So, and I aim this at both Liverpool and Manchester United F365 ‘usual suspects’.  If you still view Man City as a stand-alone club and rival then, I’m sorry to say, you are very much mistaken.  If you define ‘improvement’ by the selling or buying of, say, two or three players each season, then you are again, very much mistaken.  CFG are looking to do with nine other clubs across the world what they’ve done with Manchester City.  Which is scary.

For those that are already typing replies that will (rightly) denounce ‘blood-money’ and Human Rights issues I can say only this.  No supporter of any (English) club gets to say who their owners are.  In addition, and I’ve written this before, if Sheik Mansour had bought Everton instead of City or the Saudis had bought Newcastle, do you mean to suggest that the vast majority of those team’s supporters would’ve left in droves?

For the avoidance of doubt, I’m not defending what CFG are doing.  But they are, I would suggest, merely the latest in ‘upping the ante’ in the football world.

CFG are (no pun intended) game-changers and are doing to football what Apple did to tech and Amazon did to online sales.  If you are a competitor, then you can squeal all you like.  But the smart thing to do is to not just emulate them, but to be equally bold innovators yourselves.
Mark (Oh Dear.  I forgot that the Glazers and FSG were perfect angels).  MCFC.

 

First name XI
A good point was raised in the mailbox about the recent lack of funny XIs. When I was younger I went through a phase of trying to build a team (on Fifa) completely of players who had a last name that could also be a first name – why?

Isn’t it obvious? So that the commentary sounded like it was talking about a few mates having a kickabout down the park… “James rolls it out to Terry. Terry passes it wide to Neville, down the line to Lennon, Lennon cuts inside and feeds Barry, Barry through to Owen – and Owen scores”

Sadly I don’t remember ever making a full XI without “cheating”, either by using a plural (e.g. “Phillips”), or a player typically treated as having just one name (e.g. “Alex”)

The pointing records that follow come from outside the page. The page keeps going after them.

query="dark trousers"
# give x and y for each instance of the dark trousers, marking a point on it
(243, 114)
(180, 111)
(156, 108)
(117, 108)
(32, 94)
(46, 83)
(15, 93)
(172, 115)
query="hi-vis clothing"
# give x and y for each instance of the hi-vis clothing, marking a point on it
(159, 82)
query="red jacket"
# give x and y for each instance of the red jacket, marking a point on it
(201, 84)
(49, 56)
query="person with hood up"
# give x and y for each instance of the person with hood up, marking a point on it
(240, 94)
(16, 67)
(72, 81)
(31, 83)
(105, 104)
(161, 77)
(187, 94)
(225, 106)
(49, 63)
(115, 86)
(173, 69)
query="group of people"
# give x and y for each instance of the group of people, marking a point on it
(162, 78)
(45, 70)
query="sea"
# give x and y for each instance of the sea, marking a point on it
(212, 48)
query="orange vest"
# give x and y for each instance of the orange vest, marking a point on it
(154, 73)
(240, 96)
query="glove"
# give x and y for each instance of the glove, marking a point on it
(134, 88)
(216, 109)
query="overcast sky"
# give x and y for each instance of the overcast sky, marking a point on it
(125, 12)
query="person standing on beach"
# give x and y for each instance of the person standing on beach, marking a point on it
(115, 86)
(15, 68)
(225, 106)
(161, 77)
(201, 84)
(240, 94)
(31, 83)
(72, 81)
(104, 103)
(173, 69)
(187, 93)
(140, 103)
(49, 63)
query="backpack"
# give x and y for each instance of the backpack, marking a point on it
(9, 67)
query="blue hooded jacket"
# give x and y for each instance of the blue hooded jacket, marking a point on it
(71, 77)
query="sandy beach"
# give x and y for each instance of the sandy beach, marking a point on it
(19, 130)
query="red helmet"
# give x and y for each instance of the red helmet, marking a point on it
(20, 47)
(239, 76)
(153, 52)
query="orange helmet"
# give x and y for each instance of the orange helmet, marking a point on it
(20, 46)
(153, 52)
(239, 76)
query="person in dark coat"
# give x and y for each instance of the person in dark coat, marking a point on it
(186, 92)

So my question is, can anyone complete this and do a full XI of first name sounding last names (one rule – players must be “active” at the same time, so the team could be built on Fifa)?
RA in CH

 

Footie phrases
Slightly off topic and probably one for the enigmatic Johnny Nic to delve into, but I wonder sometimes the casual turn of phrases we use around sport and their underling meaning. Today’s “Big Weekend” talked of Jose leaving Everton with his “pants around his ankles”. A standard phrase in the everyday vocabulary, but what does this employ. Is he a fool because he can’t pull up his trousers or…. this is far from a complaint, but sometimes when you sit down with your morning coffee and digest some breakfast football articles to get you into the day, it’s make you think how these phrases came to be and what they really mean..
Colin Christopher Nestor

 

Politics and football
A classic bit of no platforming there from TX this morning, he doesn’t like other people expressing opinions so can we stop making him uncomfortable. I was led to believe this was purely the reserve of the woke lefties.
He says that “Politics ruins everything it touches” how does he feel with the latest rules between Government and football for the recruitment of managers and coaching staff. Nobody can know what effect this will have in the future but if it had always been in place probably no Wenger, Mourinho (first time), Benitez (possible coaching staff issues) or OGS. That is at the top level but no Bielsa, Wagner or Farke all getting promotion so much appreciated by those teams.
Football will be a lot better with Lampard, Sherwood, Pardew etc we just don’t know it yet.
You can see TX just because you wish to avoid politics it is intrinsically linked with our life and loves in this case football.
Gary in Germany

 

Dear Tx Bill,

Insisting others don’t use politics in their correspondence IS a political position.
Jon, (Spurs are 9/1 in some places for tomorrow?!), Lincoln

 

Sliding doors
When I think sliding doors, I try to not think of anything Chelsea related, far to many moments to call, but when we are talking true sliding doors moments, moments which a few inches change the landscape, how about the “Battle of Old Trafford” from Sunday the 21st of September 2003, if Ruud Van Nistelrooy scores that penalty then Arsenal’s Invincibles are never to be, they never rise, the dream ends after just 8 games of the Premier League season, would the defeat have changed the dynamic in terms of Arsenal lifting the Premier League title?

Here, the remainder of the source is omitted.